The lobster was obviously a dish we were psyched for (when is one not psyched for lobster?), and, to be perfectly honest, this is where this review gets difficult, as we were not overly impressed. The flavors were rich, and the emulsion was flavorful, but we all found the lobster chewy and overcooked. We had just had a delicious lobster dish at In Situ a few nights prior, and all we could think of was the buttery, melt-in-your-mouth quality of that lobster compared to this one. It’s not that we didn’t enjoy it--we did. It was just not the caliber of what we expected going in, or from the bar set by the previous dishes.
Fifth Course:
Liberty Farms Pekin Duck
Slow Roasted Garden Beets, Vanilla Infused Sour Apple Purée, Belgian Endive, and Foie Gras “Mignonette”
Or
“Macaroni And Cheese”
Hand-Cut “Macaroni,” Roasted Chicken Wing, Romaine Lettuce, “Parmigiano-Reggiano, and Shaved Australian Black Winter Truffle ($125 supplement)

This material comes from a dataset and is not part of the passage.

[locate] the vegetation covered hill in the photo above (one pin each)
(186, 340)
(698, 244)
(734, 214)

The duck is a signature TFL dish, so we eagerly anticipated this course. We had tried a copycat version at In Situ, and we were looking forward to try the real deal. The mignonette was served atop the duck, and the fat from the duck liver soaked into the meat to create incredible flavor. However, once again, we found the meat tough. I know, I know--this sounds crazy and improbable. I promise we are not overly difficult to please (maybe difficult, but not overly so), and we didn’t want this scenario to be the case, but it simply was. All three of us were in agreement--this dish was good, but not “blow your mind good,” and we were unanimous that the duck was overly chewy--tough to cut and tough to chew.
We had some regret about not ordering the truffle mac and cheese, but at this point we needed to not add to the price tag of the meal.
Sixth Course:
Charcoal Grilled Snake River Farms “Calotte De Boeuf”
Saucisson “En Persillade,” Early Girl Tomato Confit, Sungold Tomatoes, and “Bearnaise Gastrique”
Or
“Rognon de Veau a la Diable”
Marcho Farms Veal Kidney, Garden Romano Bean, Frisée Lettuce, Bean Blossoms, and “Sauce Dijonnaise”
The calotte is the cut of meat that is wrapped around the ribeye. This dish was delicious--the meat was cooked perfectly and the tomato confit was so sweet and and paired perfectly with the savory meat and bearnaise sauce. The square of sausage served alongside was fatty and rich--we all really enjoyed this dish.
Here’s the strange thing, though--I actually ordered the second dish, the veal kidney. I had never tried veal kidney, and I felt like this would be the time to try it! Lorin and Jason ordered the calotte, but all three of us received this dish. We were all surprised at the mishap...surely these things do not happen at a restaurant of this quality? But they do, of course, and everyone makes mistakes. We didn’t have the heart to tell our server and make a fuss, and the plate was perfection, and one of my favorites. So, it was no hardship to let this go.
Seventh Course:
Andante Dairy “Acapella”
K&J Orchards Figs, Pearson Farms Pecans, and Garden Honey
The cheese course consisted of Andante Dairy Farm’s Acapella goat cheese in a savory rind. The cheese was paired with a buttery, honey flavored madeline. The fig and pecan brought out the sweetness in the cheese, and the madeline added another dimension of texture and flavor. We all really enjoyed this course. Of course, we were getting full, but we couldn’t stop now...it was dessert time.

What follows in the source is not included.